Süddeutsche Zeitung

Olympia-Boykott:Wenn aus Gegnern Feinde werden

Verrat an olympischen Idealen: Immer wieder weigern sich Sportler, gegen israelische Gegner anzutreten. Einer aber hat sich aus dem Würgegriff des iranischen Regimes befreit.

Von Sebastian Gierke

Olympisches Basketballturnier, Tschechien gegen Iran, Ergebnis 84 zu 78. Sportlich ein Kleinereignis und doch eine Erwähnung wert, wegen einer eigentlich völlig normalen Geste der Trainer. Denn der Coach der Tschechen ist Israeli und so sagte Ronen Ginzburg, der Handschlag mit Mehran Shahintab, seinem iranischen Kollegen, sei natürlich "etwas Besonderes". Vielleicht sei es sogar eine Botschaft an die Staatsführer in Teheran, wenn ein Israeli das gegnerische Team coache.

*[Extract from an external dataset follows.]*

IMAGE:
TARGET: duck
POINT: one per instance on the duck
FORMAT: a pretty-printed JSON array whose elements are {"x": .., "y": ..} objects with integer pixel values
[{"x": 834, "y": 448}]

Das iranische Regime so zu beeindrucken, diese Hoffnung erscheint illusorisch. Doch die kleine Episode am Rande eines kleinen Basketballspiels zeigt: Die Politik ist israelischen Sportlern immer auf den Fersen. Von vielen arabisch und muslimisch geprägten Ländern wird das Existenzrecht Israels nicht anerkannt. Sie fordern von ihren Sportlern dasselbe. Aus sportlichen Gegnern werden so Feinde. Immer wieder fällt deshalb der Handschlag aus. Oft sogar der sportliche Wettbewerb.

Der algerische Judoka Fethi Nourine zum Beispiel sorgte gerade für einen Eklat, weil er seine Teilnahme an den Olympischen Spielen in Tokio noch vor Beginn des Wettbewerbs in der Klasse bis 73 kg absagte. Im Falle eines Auftaktsieges hätte er gegen den Israeli Tohar Butbul antreten müssen. Das wollte er unter allen Umständen vermeiden. Und anschließend tauchte auch der Sudanese Mohamed Abdalrasool zum Kampf gegen Butbul nicht auf.

Nach Jahren der Vorbereitung, nach der Qual des Trainings und der langen Reise nach Tokio, sind die Olympischen Spiele für die beiden also ohne einen einzigen Kampf beendet - und ihre Sportlerkarrieren womöglich auch. Der Algerische Olympische Verband hat Nourine vorläufig suspendiert, der Judo-Weltverband auch. Weitere Konsequenzen dürften folgen.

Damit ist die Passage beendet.